Chapter 11
Meta Data and the Dublin Core

Difficulty

Newcomer

Skills

Problem/Task

Any advanced system has the need to specify meta-data for various artifacts of its system, especially for objects that represent content. For a publishing environment like Zope 3 it is important to have a standard set of meta-data fields for all content objects. Already in Zope 2’s CMF, the Dublin Core was used to provide such a set of fields.

Solution

Even though I expect that you know what the term “meta-data” means, it can be useful to do a quick review since people use the term in a very broad sense. Data in general is the information an object inheritly carries. It represents the state and is necessary to identify the object. Meta-data on the other hand is information about the object and its content. It is not required for the object to function in itself (i.e. object methods should not depend on meta-data) but the meta-data might be important for an object to function inside a larger framework, providing additional information for identification, cataloging, indexing, integration with other systems, etc.
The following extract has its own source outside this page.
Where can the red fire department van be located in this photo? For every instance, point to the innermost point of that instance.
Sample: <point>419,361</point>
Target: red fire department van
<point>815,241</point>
One standard set of meta-data is called “Dublin Core” ( dublincore.org). The Dublin Core provides additional information about content-centric objects, such as the title, description (summary or abstract) and author of the object. As said before, Dublin Core was very successful in Zope 2’s CMF and Plone.

In the Dublin Core, short DC, all elements are lists, meaning that they can have multiple values. The DC elements are useful to us, because they cover the very most common meta-data items, like the creation date, title, and author. This data is useful in the context of most objects and at least their high-level meaning is easily understood. But there are some issues with the Dublin Core as well. There is a temptation for developers to interpret some deep meaning into the DC elements, since it is such a well-established standard. As Ken Manheimer pointed out, even the Dublin Core designers succumbed to that temptation, and tried to be a bit too ambitious, with some of the fields.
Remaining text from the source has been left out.